3. Method according to claim 1, wherein the first (202, 204) and the second segment (206, 208) further comprise the corresponding eye brow.

4. Method according to claim 1, wherein the directivanon of gaze of the eye comprised in the first segment (202, 204) is essentially perpendicular to the image plane of the first image (I1).

5. Method according to claim 1, further comprising the steps of:

acquiring a plurality of images of the first person;

determining the direction of gaze of the eye of the first person for each of the plurality of images; and

selecting one of the plurality of images wherein the direction of gaze of the eye of the first person is essentially perpendicular to the image plane.

6. Method according to claim 1, wherein the step of replacing the second segment (206, 208) in the second image (I2) with the first segment (202, 204) comprises blending the second segment (206, 208) with the first segment (202, 204).

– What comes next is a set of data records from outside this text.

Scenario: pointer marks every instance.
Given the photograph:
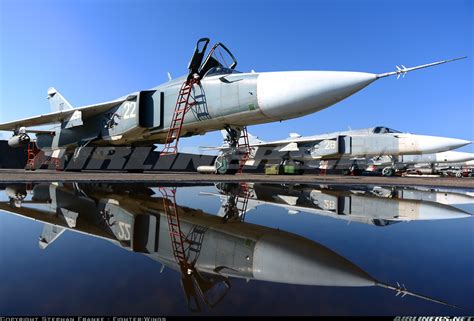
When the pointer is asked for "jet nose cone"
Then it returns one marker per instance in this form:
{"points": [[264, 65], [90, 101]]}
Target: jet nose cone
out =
{"points": [[434, 144], [440, 212], [287, 258], [283, 95]]}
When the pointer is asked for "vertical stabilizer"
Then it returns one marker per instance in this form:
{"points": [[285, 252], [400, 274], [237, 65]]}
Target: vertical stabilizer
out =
{"points": [[57, 101]]}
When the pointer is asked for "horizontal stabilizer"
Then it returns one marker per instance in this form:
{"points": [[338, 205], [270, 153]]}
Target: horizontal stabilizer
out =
{"points": [[62, 115]]}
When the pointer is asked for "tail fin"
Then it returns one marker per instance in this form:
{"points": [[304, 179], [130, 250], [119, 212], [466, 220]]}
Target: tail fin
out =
{"points": [[253, 140], [57, 101]]}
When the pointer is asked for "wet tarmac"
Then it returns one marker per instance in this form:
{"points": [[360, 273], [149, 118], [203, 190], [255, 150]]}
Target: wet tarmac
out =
{"points": [[20, 175], [235, 248]]}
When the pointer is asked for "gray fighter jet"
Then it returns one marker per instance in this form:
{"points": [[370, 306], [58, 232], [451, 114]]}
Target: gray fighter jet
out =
{"points": [[136, 220], [383, 143], [213, 96], [373, 205]]}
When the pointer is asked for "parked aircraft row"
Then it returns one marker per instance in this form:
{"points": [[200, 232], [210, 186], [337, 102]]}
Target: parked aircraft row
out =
{"points": [[382, 146], [212, 96], [224, 246]]}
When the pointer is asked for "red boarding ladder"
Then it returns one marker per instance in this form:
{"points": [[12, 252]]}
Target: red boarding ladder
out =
{"points": [[31, 152], [244, 149], [183, 104], [177, 237], [243, 200]]}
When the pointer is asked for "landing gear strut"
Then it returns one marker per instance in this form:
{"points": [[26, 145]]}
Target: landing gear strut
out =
{"points": [[237, 139]]}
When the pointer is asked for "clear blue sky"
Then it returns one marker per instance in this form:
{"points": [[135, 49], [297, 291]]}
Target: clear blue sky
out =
{"points": [[95, 51]]}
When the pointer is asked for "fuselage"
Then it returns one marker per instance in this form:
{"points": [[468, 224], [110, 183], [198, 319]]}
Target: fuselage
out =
{"points": [[356, 143], [222, 99]]}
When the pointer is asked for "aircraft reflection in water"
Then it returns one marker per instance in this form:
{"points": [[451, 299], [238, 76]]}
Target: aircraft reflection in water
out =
{"points": [[207, 250], [375, 205]]}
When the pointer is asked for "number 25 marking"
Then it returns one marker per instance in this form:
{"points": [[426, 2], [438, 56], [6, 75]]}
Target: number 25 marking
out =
{"points": [[130, 110]]}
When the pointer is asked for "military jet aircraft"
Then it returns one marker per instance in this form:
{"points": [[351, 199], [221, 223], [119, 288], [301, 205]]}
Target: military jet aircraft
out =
{"points": [[373, 205], [424, 163], [212, 96], [355, 144], [133, 218]]}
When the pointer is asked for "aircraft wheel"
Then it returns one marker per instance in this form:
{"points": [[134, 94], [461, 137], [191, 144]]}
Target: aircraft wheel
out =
{"points": [[388, 171]]}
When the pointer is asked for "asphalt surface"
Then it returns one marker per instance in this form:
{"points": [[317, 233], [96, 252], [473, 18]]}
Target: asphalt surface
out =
{"points": [[20, 175]]}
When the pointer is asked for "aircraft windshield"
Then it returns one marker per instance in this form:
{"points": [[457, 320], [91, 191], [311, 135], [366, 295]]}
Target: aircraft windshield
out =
{"points": [[220, 71], [219, 61], [385, 130]]}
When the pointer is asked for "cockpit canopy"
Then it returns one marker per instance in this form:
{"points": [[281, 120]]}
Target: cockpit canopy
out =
{"points": [[384, 130], [218, 61]]}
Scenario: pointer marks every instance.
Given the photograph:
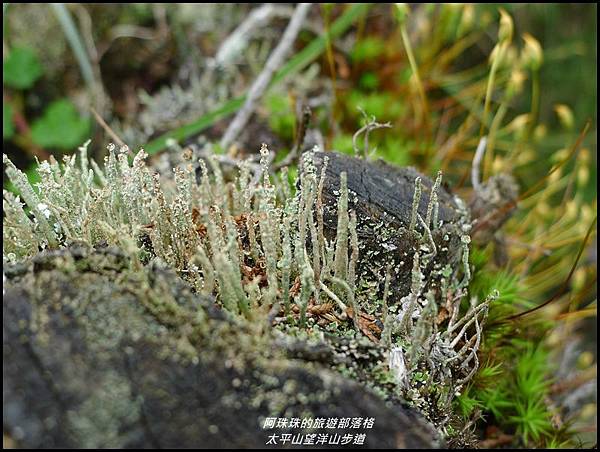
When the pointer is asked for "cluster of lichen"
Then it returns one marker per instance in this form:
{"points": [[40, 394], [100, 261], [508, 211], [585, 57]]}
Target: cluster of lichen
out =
{"points": [[260, 249]]}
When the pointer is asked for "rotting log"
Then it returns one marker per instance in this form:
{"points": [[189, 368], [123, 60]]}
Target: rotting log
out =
{"points": [[382, 197], [98, 355]]}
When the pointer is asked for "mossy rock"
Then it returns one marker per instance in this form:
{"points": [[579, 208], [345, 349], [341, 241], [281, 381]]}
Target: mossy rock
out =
{"points": [[100, 354]]}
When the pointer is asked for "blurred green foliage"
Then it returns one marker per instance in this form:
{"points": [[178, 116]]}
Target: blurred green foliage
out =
{"points": [[22, 68]]}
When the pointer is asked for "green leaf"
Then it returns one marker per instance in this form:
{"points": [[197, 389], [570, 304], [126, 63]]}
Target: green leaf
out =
{"points": [[60, 127], [22, 68], [8, 125]]}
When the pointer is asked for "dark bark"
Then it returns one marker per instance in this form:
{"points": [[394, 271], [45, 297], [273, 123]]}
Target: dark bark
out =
{"points": [[89, 362], [382, 197]]}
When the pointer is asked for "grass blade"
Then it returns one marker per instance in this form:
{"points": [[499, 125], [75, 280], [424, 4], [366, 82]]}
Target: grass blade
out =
{"points": [[295, 64]]}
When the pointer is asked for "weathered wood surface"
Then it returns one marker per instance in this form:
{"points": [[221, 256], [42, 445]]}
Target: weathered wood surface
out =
{"points": [[382, 197], [88, 363]]}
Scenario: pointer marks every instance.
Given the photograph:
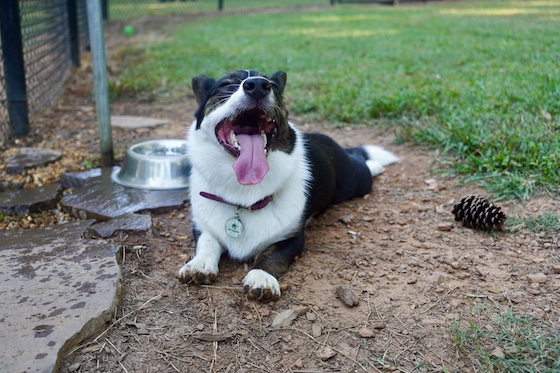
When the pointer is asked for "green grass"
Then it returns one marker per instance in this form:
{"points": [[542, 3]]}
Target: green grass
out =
{"points": [[131, 9], [478, 79], [529, 345]]}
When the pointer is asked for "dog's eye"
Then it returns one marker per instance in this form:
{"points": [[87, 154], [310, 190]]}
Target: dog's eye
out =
{"points": [[226, 83]]}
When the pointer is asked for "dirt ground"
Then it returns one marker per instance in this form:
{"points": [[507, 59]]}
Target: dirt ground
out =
{"points": [[412, 268]]}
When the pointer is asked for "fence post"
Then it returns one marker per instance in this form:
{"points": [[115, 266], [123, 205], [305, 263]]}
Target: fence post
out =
{"points": [[14, 68], [95, 24], [105, 9], [74, 32]]}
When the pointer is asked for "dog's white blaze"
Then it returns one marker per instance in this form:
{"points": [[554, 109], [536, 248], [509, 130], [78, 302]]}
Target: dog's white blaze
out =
{"points": [[259, 279], [212, 172]]}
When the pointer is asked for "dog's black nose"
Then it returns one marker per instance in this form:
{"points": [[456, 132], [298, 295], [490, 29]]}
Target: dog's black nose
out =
{"points": [[257, 87]]}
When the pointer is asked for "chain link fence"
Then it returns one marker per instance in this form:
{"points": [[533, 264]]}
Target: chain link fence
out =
{"points": [[45, 39]]}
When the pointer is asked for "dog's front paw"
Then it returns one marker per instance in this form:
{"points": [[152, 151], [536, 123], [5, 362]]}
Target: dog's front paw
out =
{"points": [[198, 271], [260, 285]]}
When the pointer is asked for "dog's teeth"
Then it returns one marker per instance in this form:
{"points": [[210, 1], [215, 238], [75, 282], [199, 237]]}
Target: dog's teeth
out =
{"points": [[233, 140]]}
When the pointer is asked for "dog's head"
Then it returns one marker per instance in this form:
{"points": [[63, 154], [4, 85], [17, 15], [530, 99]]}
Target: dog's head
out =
{"points": [[245, 113]]}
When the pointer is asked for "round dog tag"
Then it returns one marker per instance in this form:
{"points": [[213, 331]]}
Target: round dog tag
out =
{"points": [[234, 227]]}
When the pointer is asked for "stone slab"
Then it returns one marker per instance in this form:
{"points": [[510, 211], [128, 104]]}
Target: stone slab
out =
{"points": [[133, 122], [31, 157], [102, 199], [23, 201], [76, 180], [56, 290], [124, 223]]}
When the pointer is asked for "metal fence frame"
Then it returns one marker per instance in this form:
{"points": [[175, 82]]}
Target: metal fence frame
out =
{"points": [[40, 41]]}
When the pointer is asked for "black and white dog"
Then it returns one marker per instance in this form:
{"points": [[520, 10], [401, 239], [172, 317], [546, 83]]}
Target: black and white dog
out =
{"points": [[256, 180]]}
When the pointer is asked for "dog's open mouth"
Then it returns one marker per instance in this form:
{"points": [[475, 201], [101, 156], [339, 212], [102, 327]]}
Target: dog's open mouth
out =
{"points": [[248, 136]]}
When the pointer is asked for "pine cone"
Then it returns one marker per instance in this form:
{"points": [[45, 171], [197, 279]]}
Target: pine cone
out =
{"points": [[478, 213]]}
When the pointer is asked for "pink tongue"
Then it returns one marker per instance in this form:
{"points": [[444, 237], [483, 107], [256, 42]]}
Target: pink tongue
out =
{"points": [[251, 165]]}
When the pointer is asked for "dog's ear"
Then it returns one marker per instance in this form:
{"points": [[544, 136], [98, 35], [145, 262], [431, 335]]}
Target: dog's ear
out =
{"points": [[201, 86], [280, 79]]}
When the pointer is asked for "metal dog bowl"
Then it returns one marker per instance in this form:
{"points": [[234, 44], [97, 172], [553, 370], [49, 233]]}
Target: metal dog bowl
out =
{"points": [[155, 165]]}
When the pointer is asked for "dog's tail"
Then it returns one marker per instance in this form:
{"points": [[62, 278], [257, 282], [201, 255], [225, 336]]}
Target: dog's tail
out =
{"points": [[376, 157]]}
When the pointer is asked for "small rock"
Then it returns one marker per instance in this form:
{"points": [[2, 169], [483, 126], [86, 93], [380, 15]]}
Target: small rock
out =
{"points": [[347, 296], [437, 278], [316, 330], [538, 278], [285, 318], [411, 280], [326, 353], [299, 364], [366, 333], [498, 352], [445, 227], [311, 316], [347, 219]]}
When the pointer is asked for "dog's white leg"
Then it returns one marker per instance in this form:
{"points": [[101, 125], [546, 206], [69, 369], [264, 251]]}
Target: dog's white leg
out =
{"points": [[203, 268], [375, 168], [263, 283]]}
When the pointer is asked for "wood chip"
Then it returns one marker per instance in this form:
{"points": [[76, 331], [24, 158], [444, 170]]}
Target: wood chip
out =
{"points": [[211, 337]]}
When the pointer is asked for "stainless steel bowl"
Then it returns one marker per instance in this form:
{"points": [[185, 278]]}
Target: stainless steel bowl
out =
{"points": [[155, 165]]}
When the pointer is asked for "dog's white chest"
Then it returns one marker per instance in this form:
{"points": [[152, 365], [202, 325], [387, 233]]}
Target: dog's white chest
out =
{"points": [[244, 233]]}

7. Image processing system (100) comprising a control unit (102) and a camera (104) arranged in communicative connection, wherein the control unit (102) is adapted to:

acquiring a first image (I1) of a person using the camera (102);

locating a first segment (202, 204) in the first image (I1) comprising at least an eye of the person;

acquiring a second image (I2) of the person;

locating a second segment (206, 208) in the second image (I2) comprising at least an eye of the second person, the second segment (206, 208) corresponding in relative position and size to the first segment (202, 204);

comparing the second segment (206, 208) with the first segment (202, 204), and replacing the second segment (206, 208) in the second image (I2) with the first segment (202, 204) if the comparison gives a difference that is smaller than a pre-defined threshold.

8. Image processing system (100) according to claim 7, wherein the camera (104) is a web camera.

9. Image processing system (100) according to claim 7, wherein the control unit (102) is integrated with the camera (104).

10. Computer program product comprising a computer readable medium having stored thereon computer program means for causing a computer to provide an image processing method, wherein the computer program product comprises:

code for acquiring a first image of a person;

code for locating a first segment in the first image comprising at least an eye of the person;

code for acquiring a second image of the person;

code for locating a second segment in the second image comprising at least an eye of the second person, the second segment corresponding in relative position and size to the first segment;

code for comparing the second segment with the first segment, and

code for replacing the second segment in the second image with the first segment if the comparison gives a difference that is smaller than a pre-defined threshold.

11. Computer program product according to claim 10, wherein the first and the second images are acquired using a camera connected to the computer.